In Monteviejo, crop loss is expected to be around 50%. And again, the vast vineyard located between 1000 and 1200 meters above sea level is partly protected by anti-freeze sheets. But in places in the province of Mendoza, the losses reached 100%.
And on the scale of Argentina, the 2023 harvest, the final result of which will be known in May, will not exceed 15.4 million tons of grapes, according to projections by the National Institute of Vitiviniculture (INV). That’s about 40% less than a “normal” year, like 2021 (22.2 million).
“We can talk about the worst harvest in more than twenty years, maybe in sixty…”, worries AFP Mario Gonzalez, new president of the Argentine Wine Corporation (Coviar), member of a cooperative of another wine region, Rioja (north-west).
“The panorama is very complicated, which goes hand in hand with declines in the internal and external markets”, for exogenous economic factors. “The equation is getting tighter on all sides.”
Because Argentina, which oscillates between the places of 5th to 7th producing country (far behind the Italy-France-Spain trio) also came out of two good commercial years, directly linked to the COVID-19 pandemic. The internal market (over 70%) had benefited from confined Argentines opening more bottles. The 2022 average is expected to be less than 18 liters per person per year, compared to more than 20-21 liters in 2020 and 2021, predicts Gonzalez. “It’s going to have a big impact.”
Not to mention soaring inflation (94.8% in 2022) gradually cutting into the purchasing power of Argentines. Who anyway are drinking gradually, but considerably, less wine than before, compared to a peak of 88 liters per person in 1977, according to INV data.
Worried, gradually losing places in the ranking of exporting countries (around 10th place), the wine sector has received a boost in recent days from the Minister of Economy Sergio Massa. In search of a win-win, for wine, but also to bring in international currencies that the country lacks.

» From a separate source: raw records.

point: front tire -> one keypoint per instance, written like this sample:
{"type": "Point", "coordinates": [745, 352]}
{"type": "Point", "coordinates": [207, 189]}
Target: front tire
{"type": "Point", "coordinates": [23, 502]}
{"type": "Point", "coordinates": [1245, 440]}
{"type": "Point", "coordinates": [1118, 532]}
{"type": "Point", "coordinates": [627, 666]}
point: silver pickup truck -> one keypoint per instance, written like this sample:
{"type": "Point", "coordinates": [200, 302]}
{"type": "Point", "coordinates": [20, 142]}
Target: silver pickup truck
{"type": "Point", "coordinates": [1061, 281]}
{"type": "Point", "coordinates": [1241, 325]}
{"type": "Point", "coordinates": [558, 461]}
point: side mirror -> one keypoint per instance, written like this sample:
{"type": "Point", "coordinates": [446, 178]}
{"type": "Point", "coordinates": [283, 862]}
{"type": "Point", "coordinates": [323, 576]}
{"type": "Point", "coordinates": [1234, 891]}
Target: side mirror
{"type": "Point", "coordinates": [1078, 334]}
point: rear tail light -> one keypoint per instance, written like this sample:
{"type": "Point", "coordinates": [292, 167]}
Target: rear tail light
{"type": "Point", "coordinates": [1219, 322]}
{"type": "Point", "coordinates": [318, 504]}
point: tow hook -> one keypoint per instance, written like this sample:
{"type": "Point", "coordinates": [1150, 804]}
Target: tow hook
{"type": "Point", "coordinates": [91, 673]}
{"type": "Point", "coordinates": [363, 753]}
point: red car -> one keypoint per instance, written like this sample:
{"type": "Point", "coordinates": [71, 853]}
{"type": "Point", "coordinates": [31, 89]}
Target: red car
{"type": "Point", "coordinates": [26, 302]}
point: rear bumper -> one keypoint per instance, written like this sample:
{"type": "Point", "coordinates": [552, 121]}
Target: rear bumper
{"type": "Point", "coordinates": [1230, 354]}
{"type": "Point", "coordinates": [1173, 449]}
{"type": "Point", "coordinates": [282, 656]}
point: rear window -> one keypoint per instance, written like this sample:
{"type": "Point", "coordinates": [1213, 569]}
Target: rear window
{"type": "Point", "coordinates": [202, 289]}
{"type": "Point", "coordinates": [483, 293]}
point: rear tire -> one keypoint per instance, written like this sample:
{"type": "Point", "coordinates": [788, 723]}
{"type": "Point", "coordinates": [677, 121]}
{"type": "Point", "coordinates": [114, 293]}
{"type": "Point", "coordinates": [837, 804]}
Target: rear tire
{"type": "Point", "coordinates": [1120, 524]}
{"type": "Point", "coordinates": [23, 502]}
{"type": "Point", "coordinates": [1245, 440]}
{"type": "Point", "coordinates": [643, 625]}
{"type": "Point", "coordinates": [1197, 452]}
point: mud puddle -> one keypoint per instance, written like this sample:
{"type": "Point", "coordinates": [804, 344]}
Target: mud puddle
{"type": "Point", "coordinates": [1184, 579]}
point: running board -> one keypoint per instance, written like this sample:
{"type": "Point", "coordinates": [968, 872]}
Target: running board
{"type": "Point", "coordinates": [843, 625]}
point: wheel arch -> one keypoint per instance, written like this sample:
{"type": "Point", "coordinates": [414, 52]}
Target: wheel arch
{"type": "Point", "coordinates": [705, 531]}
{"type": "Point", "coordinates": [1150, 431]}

As it did in 2022 with soybeans, Argentina’s flagship export product, the government, in a country subject to exchange controls, will apply a preferential exchange rate for wine exporters, more favorable than the official one (210 pesos to the dollar), in order to stimulate exports. The “Malbec dollar”, (referring to the dominant grape variety in Argentina), as the media have already dubbed it.

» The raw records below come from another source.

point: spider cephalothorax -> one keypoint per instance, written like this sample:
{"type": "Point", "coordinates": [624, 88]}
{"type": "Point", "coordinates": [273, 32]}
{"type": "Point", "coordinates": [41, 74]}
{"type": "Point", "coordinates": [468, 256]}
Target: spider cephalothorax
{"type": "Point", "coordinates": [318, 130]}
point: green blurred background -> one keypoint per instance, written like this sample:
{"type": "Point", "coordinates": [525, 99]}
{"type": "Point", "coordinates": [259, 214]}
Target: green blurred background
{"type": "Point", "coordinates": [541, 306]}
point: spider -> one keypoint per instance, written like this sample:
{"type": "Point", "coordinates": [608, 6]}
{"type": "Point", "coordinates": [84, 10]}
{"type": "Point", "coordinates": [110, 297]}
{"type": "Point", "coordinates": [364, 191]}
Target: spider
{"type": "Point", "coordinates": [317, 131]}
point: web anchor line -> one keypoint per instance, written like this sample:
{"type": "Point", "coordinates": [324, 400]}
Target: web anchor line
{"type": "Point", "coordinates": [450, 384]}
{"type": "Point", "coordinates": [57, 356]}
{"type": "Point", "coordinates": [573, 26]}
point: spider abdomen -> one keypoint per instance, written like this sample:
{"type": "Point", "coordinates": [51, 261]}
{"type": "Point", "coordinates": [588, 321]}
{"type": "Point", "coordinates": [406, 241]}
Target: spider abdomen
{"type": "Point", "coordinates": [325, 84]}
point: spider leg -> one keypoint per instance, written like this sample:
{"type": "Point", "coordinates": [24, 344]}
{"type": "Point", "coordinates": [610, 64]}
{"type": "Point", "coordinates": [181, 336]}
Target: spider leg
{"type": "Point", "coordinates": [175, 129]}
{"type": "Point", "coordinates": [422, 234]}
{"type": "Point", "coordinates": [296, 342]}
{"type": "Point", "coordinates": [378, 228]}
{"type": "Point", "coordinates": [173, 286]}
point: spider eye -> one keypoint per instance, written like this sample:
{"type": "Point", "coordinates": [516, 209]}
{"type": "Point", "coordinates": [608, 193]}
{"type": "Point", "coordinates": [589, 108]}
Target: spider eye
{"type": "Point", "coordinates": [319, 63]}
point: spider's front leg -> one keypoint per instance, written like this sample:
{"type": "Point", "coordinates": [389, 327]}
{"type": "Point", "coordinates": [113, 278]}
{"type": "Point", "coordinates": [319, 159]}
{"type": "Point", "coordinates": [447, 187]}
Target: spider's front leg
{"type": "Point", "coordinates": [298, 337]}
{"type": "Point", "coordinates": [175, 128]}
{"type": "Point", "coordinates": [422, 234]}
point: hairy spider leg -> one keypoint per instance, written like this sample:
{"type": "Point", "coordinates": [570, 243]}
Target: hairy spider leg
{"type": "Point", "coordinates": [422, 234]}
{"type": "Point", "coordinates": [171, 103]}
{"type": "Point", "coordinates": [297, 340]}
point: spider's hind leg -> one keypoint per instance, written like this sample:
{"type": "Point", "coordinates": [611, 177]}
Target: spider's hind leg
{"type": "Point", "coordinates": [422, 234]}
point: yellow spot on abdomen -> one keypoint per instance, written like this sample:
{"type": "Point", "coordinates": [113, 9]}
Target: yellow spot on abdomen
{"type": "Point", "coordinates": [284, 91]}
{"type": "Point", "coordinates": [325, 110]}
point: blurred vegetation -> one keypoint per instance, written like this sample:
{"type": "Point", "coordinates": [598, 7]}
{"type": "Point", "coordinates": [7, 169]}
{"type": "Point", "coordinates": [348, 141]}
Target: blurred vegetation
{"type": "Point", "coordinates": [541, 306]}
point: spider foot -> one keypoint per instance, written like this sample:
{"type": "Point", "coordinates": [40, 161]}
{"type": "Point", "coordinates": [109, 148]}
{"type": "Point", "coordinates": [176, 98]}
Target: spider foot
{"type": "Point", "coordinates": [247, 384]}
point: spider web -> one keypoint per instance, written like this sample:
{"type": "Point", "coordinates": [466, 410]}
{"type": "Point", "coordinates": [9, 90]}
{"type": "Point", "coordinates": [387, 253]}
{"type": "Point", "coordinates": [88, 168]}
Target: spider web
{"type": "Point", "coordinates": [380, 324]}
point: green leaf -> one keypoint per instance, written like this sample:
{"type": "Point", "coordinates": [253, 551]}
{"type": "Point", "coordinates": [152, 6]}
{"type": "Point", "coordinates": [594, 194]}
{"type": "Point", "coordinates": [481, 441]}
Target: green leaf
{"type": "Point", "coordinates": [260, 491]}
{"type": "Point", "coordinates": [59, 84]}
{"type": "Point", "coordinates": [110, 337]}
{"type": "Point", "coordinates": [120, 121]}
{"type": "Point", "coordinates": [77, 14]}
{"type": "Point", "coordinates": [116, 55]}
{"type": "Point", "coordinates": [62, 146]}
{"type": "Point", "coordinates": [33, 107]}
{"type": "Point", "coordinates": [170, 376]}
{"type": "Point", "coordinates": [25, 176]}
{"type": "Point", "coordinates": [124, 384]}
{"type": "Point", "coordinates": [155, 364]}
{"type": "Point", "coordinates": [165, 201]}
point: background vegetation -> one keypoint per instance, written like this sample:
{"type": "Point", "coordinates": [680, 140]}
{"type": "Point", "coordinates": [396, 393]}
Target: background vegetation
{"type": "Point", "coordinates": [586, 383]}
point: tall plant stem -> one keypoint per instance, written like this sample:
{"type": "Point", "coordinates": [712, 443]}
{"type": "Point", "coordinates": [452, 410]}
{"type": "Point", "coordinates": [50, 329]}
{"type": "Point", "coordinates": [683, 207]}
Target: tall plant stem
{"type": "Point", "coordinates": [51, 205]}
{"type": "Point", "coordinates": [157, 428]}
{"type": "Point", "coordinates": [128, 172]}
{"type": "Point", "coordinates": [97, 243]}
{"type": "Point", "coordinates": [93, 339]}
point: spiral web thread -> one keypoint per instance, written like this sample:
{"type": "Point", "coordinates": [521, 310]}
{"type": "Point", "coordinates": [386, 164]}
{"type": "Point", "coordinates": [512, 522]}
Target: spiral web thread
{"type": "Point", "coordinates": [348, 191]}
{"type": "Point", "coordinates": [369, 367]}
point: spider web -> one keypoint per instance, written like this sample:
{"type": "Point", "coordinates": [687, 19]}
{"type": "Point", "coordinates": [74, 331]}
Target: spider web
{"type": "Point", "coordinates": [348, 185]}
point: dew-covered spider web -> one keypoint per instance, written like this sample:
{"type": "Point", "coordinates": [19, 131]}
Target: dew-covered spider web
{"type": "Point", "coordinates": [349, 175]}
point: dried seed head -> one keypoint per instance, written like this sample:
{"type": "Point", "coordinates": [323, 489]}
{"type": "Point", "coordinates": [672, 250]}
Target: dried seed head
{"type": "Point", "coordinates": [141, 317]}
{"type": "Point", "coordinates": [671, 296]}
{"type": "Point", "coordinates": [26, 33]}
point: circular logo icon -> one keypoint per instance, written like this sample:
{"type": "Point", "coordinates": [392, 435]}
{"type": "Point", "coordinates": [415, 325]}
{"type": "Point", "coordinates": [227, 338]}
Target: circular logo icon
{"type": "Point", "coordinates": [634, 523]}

The coming year will have its share of difficult decisions to make, whether or not to replant frozen seedlings, based on profitability that has been declining for five years, according to Mr. Gonzalez.
With a worried eye on the climate, because Marcelo Pelleriti is convinced of this: the sequences of frost or hail which “in the past were more distant, five or ten years, come back more repetitively”.